Hay una desventaja importante. En la administración pública ecuatoriana, las responsabilidades se concentran en el ministro, y el superministro de Recursos Naturales tendrá que firmar el triple de documentos. Además, el ministro a cargo de petróleo y minas ha tendido a concentrarse en los temas más trascendentes, y estos siempre fueron petroleros. Recordemos que sólo cuando cayó el precio del petróleo, el Presidente Correa reforma la Ley de Minería mediante la cual se creó el ministerio correspondiente. Con ello se inició la apertura a la inversión privada, y el auge minero que seguirá en alza a no ser que se impongan nuevas trabas a la inversión.

El Ministro Pérez García es un experimentado petrolero, que maneja su cartera con acierto. Está resolviendo uno a uno los graves problemas que recibió de sus predecesores. Entre otros, atrasos en pagos a las contratistas, contratos de preventa petrolera con cláusulas lesivas, onerosa y fracasada ampliación de la refinería de Esmeraldas y costosa a la vez que inexistente Refinería del Pacífico, modelos de contratación petrolera que ahuyentaban la nueva inversión, dos empresas petroleras estatales cuando basta con una.
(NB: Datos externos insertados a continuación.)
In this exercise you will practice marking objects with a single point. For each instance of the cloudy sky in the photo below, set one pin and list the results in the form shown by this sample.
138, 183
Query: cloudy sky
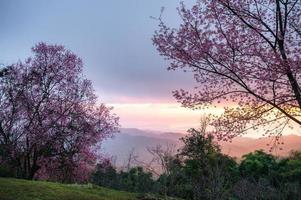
113, 37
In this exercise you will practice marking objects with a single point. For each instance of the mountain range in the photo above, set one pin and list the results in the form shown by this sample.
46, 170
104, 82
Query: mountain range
136, 141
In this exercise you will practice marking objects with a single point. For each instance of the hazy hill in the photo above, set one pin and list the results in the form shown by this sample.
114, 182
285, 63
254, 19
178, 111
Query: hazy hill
138, 140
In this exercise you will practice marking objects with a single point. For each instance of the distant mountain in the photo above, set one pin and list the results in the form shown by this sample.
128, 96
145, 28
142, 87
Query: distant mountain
138, 140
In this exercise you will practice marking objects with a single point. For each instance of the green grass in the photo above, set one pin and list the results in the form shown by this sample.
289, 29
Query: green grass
18, 189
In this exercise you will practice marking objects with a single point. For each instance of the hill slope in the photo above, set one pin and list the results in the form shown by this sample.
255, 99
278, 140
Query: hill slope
16, 189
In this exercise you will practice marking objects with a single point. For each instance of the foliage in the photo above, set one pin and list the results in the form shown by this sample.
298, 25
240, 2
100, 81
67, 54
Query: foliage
200, 171
50, 123
243, 52
16, 189
134, 180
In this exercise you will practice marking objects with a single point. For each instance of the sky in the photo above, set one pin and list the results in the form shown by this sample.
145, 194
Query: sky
113, 37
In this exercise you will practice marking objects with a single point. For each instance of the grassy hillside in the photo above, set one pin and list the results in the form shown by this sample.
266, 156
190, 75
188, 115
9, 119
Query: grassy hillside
16, 189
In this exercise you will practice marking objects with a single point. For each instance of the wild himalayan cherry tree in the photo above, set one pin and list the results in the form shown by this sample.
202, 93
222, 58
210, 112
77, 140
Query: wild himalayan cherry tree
50, 122
245, 52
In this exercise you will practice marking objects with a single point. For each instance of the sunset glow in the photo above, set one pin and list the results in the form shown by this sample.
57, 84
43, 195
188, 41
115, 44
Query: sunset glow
160, 116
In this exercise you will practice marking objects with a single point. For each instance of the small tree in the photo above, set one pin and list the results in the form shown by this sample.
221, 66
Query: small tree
50, 123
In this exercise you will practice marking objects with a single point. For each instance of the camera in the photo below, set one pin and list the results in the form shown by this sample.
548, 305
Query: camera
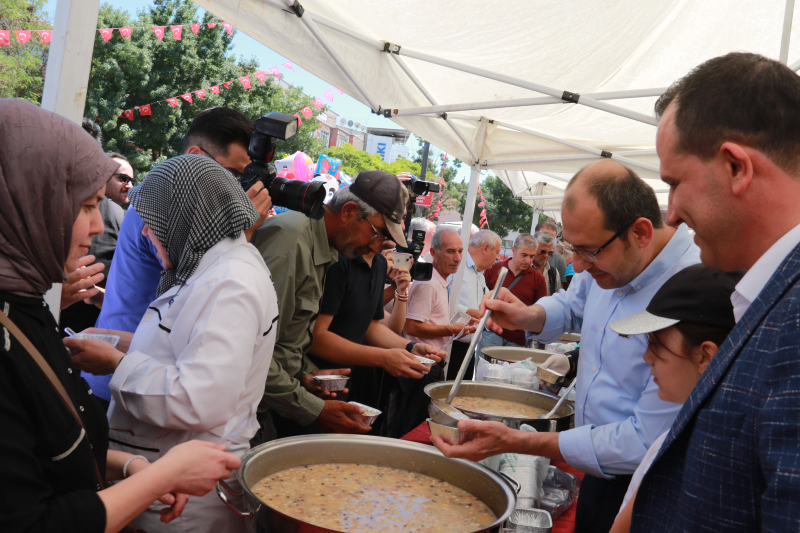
296, 195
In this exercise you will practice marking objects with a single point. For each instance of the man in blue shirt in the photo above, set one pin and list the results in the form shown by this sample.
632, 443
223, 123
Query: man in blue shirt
219, 133
623, 253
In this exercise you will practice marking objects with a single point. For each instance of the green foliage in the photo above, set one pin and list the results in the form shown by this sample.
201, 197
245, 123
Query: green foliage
130, 72
22, 65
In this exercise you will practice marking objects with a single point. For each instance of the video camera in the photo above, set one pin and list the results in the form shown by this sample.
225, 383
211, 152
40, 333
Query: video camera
296, 195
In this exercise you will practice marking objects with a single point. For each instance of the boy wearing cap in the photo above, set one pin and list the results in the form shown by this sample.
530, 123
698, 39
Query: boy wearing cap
685, 323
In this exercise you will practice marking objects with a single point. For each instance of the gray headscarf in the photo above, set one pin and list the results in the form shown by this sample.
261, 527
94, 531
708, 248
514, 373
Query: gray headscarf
191, 203
49, 166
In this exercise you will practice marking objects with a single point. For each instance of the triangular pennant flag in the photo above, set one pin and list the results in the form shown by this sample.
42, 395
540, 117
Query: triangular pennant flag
23, 36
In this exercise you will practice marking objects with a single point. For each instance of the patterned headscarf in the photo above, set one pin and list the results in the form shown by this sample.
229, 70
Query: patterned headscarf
191, 203
49, 167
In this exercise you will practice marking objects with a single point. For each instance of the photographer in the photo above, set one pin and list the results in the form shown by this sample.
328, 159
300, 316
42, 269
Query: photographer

Su reto será continuar con esta larga y difícil tarea sin descuidar la electrificación pero sobre todo la minería. Hay decisiones importantes por delante: el Presidente Moreno puso alto a las concesiones. Parece dudar si quiere un desarrollo minero industrial, o si opta por dejar la minería a informales. Si la respuesta es favorable a la minería industrial, el ministro tendrá que definir su estrategia y velar por su aplicación.